Cassatt was born in Allegheny City, Pennsylvania. In 1861 she began
to study painting at the Pennsylvania Academy of the Fine Arts in Philadelphia,
but proclaimed her independence by leaving in 1866 to paint in France.
By 1872, after studying in the major museums of Europe, her style began
to mature, and she settled in Paris. There her work attracted the attention
of the French painter Edgar Degas, who invited her to exhibit with his
fellow impressionists. One of the works she showed was The Cup of Tea
(1879, Metropolitan Museum, New York City), a portrait of her sister
Lydia in luminescent pinks. Beginning in 1882 Cassatt's style took a
new turn. Influenced, like Degas, by Japanese woodcuts, she began to
emphasize line over mass and experimented with asymmetric compositionas
in The Boating Party (1893, National Gallery, Washington, D.C.)and
informal, natural gestures and positions.
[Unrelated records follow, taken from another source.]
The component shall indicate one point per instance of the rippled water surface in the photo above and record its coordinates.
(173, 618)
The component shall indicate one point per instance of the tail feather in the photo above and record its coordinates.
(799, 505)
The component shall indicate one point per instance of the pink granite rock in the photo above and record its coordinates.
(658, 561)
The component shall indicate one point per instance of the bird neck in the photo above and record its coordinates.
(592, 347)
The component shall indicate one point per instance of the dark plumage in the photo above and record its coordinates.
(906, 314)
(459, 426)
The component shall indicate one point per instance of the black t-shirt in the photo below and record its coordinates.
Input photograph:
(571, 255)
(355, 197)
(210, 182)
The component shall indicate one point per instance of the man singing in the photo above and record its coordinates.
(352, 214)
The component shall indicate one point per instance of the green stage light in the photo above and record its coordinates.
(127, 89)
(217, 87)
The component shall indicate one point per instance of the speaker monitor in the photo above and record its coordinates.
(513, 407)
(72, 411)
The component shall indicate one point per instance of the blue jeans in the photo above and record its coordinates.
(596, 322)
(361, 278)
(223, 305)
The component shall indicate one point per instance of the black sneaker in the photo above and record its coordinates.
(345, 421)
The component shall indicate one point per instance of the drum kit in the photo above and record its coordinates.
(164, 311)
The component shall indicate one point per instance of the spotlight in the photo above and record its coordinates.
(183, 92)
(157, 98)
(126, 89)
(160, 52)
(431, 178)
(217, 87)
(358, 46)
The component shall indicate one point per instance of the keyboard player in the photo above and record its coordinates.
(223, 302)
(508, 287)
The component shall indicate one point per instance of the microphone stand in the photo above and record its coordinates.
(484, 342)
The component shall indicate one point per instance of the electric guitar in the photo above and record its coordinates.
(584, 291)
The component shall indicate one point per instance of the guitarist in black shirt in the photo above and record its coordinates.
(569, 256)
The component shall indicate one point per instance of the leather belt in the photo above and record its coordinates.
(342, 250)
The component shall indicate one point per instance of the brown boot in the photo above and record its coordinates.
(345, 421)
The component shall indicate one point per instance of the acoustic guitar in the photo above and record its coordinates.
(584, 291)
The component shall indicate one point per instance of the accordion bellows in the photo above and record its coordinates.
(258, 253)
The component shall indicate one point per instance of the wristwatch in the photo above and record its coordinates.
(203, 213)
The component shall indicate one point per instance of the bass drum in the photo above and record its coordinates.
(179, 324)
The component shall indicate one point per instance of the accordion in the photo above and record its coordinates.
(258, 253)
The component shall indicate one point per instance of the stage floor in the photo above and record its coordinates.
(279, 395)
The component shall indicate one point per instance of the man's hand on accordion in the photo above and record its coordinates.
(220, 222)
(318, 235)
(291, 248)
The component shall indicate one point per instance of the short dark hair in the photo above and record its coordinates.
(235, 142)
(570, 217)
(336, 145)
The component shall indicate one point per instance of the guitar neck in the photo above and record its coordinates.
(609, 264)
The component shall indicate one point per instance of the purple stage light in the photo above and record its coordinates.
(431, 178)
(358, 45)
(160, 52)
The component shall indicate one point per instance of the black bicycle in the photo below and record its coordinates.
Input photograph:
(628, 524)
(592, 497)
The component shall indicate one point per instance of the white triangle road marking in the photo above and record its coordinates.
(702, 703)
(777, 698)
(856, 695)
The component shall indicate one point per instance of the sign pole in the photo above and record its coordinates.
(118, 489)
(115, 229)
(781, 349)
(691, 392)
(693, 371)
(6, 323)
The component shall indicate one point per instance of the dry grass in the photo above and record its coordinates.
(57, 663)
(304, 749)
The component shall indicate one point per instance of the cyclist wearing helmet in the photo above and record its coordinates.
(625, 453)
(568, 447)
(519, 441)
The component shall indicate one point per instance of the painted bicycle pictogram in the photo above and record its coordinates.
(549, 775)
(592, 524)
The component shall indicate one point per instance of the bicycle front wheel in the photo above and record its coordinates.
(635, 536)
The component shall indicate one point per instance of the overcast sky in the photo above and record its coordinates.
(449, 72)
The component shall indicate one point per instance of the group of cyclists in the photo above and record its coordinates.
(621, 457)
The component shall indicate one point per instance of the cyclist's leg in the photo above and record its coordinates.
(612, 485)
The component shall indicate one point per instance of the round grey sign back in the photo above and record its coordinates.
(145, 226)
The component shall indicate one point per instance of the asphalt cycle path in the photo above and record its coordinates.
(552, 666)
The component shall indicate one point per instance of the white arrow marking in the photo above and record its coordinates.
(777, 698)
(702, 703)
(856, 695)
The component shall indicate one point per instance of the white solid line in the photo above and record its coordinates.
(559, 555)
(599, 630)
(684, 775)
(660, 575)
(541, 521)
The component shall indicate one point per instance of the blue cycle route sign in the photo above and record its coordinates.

Portrayals of mothers and
children in intimate relationship and domestic settings became her theme.
Her portraits were not commissioned; instead, she used members of her
own family as subjects. France awarded Cassatt the Legion of Honor in
1904; although she had been instrumental in advising the first American
collectors of impressionist works, recognition came
more slowly in the United States. With loss of sight she was no longer
able to paint after 1914.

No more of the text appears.